The framework will be familiar to fans of Monteverdi: a story from the classics is played out in a very human way on earth, while the gods above debate events and occasionally interfere. In this case, the story is of the young Achilles in Skyros, where he has been hidden away by his mother Thetis in the (doomed) hope of saving him from the prediction that he will be killed at Troy. Ulysses and Diomedes have been dispatched to find their hero and return him to Greece. Achilles’ lover Deidamia must fight to save him from their clutches, and the gambit she employs is to feign having lost her wits (in what is probably opera’s first ever mad scene).
The music is nothing short of joyous. Alarcón captivates from the very first chords and doesn’t let go. The dance rhythms have you skipping and tripping in your seat. The thrum of theorbo and renaissance guitar pulsates with energy, the skirl of recorders adds vibrant colour, a pair of viole da gamba and a double bass add body. The laments are heart-rendingly plaintive. Alarcón is a master of balance. Most of his instruments are continuo and they provide a solid base. The band is consistently vibrant and consistently judged perfectly to support the singers without overpowering them. On occasion, Alarcón can bring a glorious sense of humour to proceedings – one of the numbers turned truly rock’n’roll in its improvised chamber-organ accompaniment.

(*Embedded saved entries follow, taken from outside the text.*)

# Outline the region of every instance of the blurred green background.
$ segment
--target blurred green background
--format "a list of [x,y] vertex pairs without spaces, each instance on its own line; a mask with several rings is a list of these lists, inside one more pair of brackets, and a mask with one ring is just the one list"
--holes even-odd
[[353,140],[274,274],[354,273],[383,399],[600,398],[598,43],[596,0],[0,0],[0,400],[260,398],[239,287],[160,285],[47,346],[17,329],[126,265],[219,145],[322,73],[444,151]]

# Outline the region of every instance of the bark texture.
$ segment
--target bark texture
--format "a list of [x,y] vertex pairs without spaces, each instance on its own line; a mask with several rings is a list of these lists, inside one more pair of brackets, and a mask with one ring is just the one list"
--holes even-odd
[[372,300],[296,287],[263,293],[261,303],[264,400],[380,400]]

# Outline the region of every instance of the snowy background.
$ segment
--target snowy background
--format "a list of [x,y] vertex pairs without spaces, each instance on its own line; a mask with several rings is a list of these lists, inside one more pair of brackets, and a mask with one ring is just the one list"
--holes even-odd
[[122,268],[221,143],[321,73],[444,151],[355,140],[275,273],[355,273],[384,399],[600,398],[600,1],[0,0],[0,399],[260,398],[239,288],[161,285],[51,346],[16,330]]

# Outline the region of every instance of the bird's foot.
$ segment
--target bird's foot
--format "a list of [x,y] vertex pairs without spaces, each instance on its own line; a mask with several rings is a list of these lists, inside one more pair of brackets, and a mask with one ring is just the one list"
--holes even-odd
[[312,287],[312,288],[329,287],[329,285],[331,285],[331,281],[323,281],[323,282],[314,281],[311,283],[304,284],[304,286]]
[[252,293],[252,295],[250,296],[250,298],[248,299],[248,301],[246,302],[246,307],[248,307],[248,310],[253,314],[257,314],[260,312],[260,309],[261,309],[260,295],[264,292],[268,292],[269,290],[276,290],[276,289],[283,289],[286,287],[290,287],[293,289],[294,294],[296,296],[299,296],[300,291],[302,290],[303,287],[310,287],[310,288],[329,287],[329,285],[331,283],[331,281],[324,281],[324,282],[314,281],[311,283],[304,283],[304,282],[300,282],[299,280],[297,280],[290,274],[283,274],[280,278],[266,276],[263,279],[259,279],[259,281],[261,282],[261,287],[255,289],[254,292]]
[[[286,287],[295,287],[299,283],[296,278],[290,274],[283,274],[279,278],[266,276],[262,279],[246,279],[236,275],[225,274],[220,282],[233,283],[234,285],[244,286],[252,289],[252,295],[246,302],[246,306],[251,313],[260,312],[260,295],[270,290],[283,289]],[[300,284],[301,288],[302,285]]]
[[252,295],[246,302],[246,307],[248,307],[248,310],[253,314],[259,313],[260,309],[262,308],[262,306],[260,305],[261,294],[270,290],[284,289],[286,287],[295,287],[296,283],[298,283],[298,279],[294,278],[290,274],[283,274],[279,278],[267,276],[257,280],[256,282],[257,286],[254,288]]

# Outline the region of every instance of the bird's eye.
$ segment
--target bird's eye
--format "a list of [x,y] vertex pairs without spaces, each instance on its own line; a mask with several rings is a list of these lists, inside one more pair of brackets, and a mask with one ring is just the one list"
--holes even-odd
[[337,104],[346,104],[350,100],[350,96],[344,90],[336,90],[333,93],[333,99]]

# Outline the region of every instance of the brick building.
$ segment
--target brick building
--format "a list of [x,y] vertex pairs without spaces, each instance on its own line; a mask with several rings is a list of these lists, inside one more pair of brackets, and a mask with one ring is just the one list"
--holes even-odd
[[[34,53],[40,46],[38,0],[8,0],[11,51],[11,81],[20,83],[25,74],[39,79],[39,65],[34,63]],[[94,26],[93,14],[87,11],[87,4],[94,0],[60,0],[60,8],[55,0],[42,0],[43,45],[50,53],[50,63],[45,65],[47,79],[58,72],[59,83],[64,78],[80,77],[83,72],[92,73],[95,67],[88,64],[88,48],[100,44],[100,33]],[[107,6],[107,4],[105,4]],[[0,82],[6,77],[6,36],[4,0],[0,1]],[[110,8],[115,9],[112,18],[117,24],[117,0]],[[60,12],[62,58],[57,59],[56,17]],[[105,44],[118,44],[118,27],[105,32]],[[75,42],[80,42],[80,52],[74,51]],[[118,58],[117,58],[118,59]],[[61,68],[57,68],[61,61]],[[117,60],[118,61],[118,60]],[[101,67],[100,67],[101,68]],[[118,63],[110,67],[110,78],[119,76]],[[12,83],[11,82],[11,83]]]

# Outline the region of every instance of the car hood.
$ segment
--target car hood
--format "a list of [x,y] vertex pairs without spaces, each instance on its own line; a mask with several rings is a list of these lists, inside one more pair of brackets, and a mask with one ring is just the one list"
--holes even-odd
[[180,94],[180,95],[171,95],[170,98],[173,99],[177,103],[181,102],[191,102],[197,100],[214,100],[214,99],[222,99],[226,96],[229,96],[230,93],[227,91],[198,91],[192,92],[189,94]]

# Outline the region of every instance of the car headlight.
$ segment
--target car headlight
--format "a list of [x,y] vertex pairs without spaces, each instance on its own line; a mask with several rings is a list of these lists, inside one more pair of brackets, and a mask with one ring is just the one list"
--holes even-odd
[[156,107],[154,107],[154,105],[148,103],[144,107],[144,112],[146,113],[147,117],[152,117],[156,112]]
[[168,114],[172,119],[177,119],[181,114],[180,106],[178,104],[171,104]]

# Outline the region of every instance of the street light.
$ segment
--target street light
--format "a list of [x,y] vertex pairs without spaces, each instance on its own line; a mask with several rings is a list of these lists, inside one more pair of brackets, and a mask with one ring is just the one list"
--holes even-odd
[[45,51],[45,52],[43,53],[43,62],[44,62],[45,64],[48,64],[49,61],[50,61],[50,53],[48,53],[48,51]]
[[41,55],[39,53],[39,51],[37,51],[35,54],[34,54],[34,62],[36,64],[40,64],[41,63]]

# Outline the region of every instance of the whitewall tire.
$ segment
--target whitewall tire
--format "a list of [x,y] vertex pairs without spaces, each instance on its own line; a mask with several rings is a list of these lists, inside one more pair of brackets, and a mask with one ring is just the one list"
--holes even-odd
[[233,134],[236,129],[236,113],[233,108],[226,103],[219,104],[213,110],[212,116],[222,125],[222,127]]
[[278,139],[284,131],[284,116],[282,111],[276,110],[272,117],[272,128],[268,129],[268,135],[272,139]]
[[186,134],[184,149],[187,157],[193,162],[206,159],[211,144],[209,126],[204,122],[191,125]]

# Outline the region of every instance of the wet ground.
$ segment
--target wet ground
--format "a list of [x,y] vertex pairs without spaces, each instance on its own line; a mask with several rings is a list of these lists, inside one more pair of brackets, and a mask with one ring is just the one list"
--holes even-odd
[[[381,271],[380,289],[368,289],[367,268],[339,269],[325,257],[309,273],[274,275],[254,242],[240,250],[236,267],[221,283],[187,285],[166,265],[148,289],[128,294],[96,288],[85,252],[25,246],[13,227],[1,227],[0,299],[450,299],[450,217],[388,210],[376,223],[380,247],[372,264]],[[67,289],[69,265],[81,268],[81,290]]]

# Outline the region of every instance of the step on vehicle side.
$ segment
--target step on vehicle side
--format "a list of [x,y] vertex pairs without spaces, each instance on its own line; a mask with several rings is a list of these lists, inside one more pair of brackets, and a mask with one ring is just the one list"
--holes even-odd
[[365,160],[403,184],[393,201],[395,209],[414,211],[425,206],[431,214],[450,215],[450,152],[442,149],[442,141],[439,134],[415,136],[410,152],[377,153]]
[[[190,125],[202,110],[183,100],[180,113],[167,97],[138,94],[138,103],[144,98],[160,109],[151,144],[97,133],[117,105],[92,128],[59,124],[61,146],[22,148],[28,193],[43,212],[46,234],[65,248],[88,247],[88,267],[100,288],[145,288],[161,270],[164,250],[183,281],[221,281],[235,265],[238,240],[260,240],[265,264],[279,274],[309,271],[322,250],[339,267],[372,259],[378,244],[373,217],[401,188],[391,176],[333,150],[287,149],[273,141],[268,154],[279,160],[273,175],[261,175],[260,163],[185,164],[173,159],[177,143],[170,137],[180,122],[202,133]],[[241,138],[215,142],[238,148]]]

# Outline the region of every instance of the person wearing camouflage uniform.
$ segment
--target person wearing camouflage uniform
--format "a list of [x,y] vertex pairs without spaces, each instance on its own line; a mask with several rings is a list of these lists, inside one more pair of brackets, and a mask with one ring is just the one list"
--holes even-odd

The title role of La finta pazza was written for a superstar soprano, Anna Renzi, renowned for her acting as well as her voice. Mariana Flores must surely have matched Renzi’s qualities. Her voice is exceptional for beauty of tone, total control over dynamics and rubato and apparently inexhaustible reserves of breath. Armed with this, Flores takes us through every extreme of emotion, her physical acting as persuasive as the way her voice varied from loving to angry to just plain batty.